In fact the screened men died at a LOWER rate. It was just that the effect could possibly have been due to chance.

So realistically the report should say "PSA screening probably saves lives but more study is needed to be sure and to determine how large the effect is".


Somebody correct me if I'm wrong, but here's the way I understand it. One of the major problems with PSA-based screening is false-positives. Getting a false-positive result for cancer could certainly increase your risk of an early death. Cancer treatments put a lot of stress on you physically, and the diagnoses could also cause a lot of mental/emotional stress. Stress of either kind reduces life expectancy.


False positive rates should be understood by the doctors that recommend treatments, though. A doctor should be able to accurately tell a patient what the chance is that they suffer from a disease based on a positive result from a test.

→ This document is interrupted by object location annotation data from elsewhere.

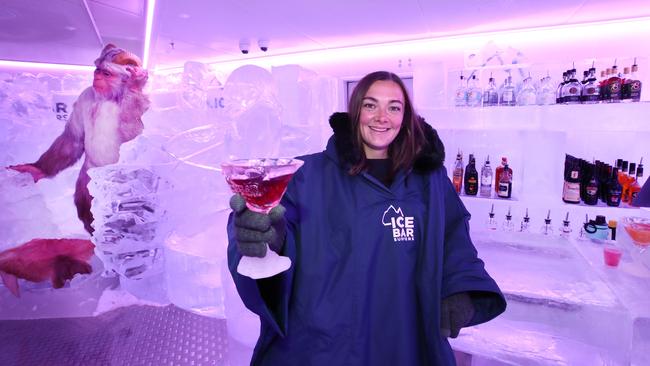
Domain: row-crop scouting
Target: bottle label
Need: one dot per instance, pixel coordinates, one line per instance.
(635, 90)
(504, 189)
(591, 190)
(571, 192)
(615, 199)
(571, 99)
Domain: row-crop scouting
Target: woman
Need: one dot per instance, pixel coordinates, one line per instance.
(383, 266)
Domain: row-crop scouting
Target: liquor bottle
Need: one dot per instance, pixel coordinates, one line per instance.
(460, 98)
(622, 174)
(591, 90)
(545, 92)
(491, 223)
(613, 194)
(486, 178)
(629, 183)
(547, 228)
(625, 94)
(491, 94)
(571, 189)
(525, 223)
(474, 94)
(634, 187)
(458, 172)
(505, 183)
(604, 89)
(508, 225)
(631, 89)
(471, 177)
(565, 230)
(591, 186)
(526, 95)
(614, 85)
(558, 92)
(497, 173)
(508, 93)
(572, 90)
(603, 176)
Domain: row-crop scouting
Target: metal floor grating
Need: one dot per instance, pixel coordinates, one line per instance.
(134, 335)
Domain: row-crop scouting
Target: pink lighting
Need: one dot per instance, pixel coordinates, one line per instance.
(151, 5)
(43, 66)
(541, 37)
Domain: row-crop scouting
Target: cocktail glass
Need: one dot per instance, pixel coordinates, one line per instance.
(638, 228)
(261, 182)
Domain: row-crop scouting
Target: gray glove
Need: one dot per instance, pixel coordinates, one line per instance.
(253, 229)
(456, 311)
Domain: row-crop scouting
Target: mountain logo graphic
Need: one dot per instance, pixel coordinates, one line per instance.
(402, 227)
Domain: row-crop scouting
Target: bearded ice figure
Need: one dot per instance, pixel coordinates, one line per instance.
(104, 117)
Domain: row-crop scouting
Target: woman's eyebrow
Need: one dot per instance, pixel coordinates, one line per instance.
(391, 101)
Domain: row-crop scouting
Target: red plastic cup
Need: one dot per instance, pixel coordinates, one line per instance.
(612, 256)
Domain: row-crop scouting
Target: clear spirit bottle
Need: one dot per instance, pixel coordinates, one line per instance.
(474, 93)
(491, 94)
(508, 225)
(631, 89)
(457, 176)
(591, 90)
(491, 223)
(565, 231)
(558, 92)
(525, 224)
(508, 96)
(460, 98)
(546, 92)
(547, 228)
(526, 95)
(572, 90)
(486, 179)
(614, 85)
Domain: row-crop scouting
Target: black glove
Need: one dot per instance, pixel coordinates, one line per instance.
(253, 229)
(456, 312)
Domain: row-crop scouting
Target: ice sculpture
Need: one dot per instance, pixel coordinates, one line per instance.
(128, 219)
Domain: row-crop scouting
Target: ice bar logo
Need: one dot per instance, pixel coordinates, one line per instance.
(402, 226)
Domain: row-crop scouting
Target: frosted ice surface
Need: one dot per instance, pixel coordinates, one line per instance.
(24, 215)
(129, 219)
(537, 267)
(268, 266)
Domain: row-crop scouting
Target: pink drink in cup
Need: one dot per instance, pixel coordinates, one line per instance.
(261, 182)
(612, 256)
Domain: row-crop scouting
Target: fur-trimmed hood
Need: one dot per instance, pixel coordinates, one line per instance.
(429, 159)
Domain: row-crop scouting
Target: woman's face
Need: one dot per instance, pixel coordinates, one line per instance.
(382, 112)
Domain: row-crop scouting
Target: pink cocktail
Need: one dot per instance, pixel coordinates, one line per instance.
(261, 182)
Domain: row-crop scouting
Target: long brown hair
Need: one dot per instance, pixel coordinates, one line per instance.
(409, 141)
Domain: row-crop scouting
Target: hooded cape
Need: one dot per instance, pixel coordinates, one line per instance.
(370, 264)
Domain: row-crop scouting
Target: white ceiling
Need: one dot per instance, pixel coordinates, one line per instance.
(73, 31)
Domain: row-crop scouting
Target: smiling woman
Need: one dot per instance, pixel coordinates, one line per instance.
(378, 240)
(381, 117)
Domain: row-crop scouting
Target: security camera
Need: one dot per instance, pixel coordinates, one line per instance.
(264, 44)
(244, 46)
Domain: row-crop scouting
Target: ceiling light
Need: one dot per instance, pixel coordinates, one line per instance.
(43, 66)
(151, 5)
(428, 46)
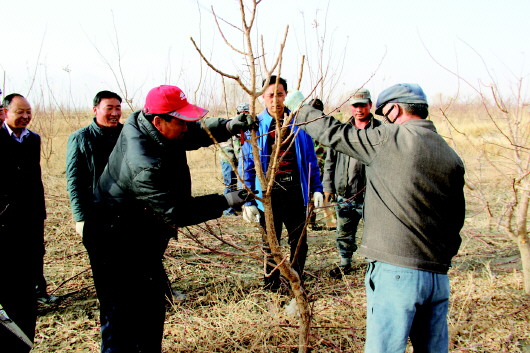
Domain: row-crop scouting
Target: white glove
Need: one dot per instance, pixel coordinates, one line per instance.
(294, 100)
(318, 199)
(79, 227)
(250, 214)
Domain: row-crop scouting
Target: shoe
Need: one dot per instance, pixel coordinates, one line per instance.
(47, 299)
(292, 308)
(340, 271)
(229, 212)
(180, 296)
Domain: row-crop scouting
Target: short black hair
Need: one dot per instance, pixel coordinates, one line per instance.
(317, 104)
(9, 98)
(417, 109)
(272, 81)
(105, 95)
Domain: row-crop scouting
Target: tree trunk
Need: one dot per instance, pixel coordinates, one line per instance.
(524, 249)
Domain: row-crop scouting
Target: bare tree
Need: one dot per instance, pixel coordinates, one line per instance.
(506, 151)
(248, 17)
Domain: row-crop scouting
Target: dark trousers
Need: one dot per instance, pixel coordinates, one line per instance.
(288, 209)
(21, 243)
(132, 286)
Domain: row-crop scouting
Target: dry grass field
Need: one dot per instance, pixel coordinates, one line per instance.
(225, 309)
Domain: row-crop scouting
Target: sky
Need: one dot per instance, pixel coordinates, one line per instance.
(64, 52)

Unfortunately, doctors tend to be terribly bad at this - they are generally quite inept at incorporating prior probabilities into the estimates, and assume that (for instance) if a test has only a 1% false positive rate, then that means a positive result means it's 99% certain that you have whatever it's testing for.

If it's not immediately obvious why that's an idiotically dangerous assessment, then you need to think a bit about a rare disease that only shows up in 1 out of a million people, and then consider the 10,000 people that will test positive for it at a false positive rate of 1%. Don't worry, most doctors don't get this right at first, either, and they will happily suggest to all 10,000 of those people that they seek aggressive, even life-threatening treatment...the difference, of course, is that they're goddamn doctors, entrusted with keeping people alive, and they really ought to know better, whereas you're just some person on the Internet.


A classic systems problem. If something is this important, you don't leave it up to the decision of thousands of inhomogenous physicians. You create a system that ensures they don't even get to choose to get it wrong.


It probably just means prostate cancer represents a tiny portion of mortality, so even a significant difference appears tiny and within the bounds of error. Remember, the finding is not "no difference" but "failed to find a difference". Statistics does not ever prove "no difference".


Actually not even that. The study found a difference but the effect was not large enough or the study was too small to prove that the effect could not possibly have been due to chance.

Time and time again we get people who should know better equating "no significant difference found" with "found that there was no difference".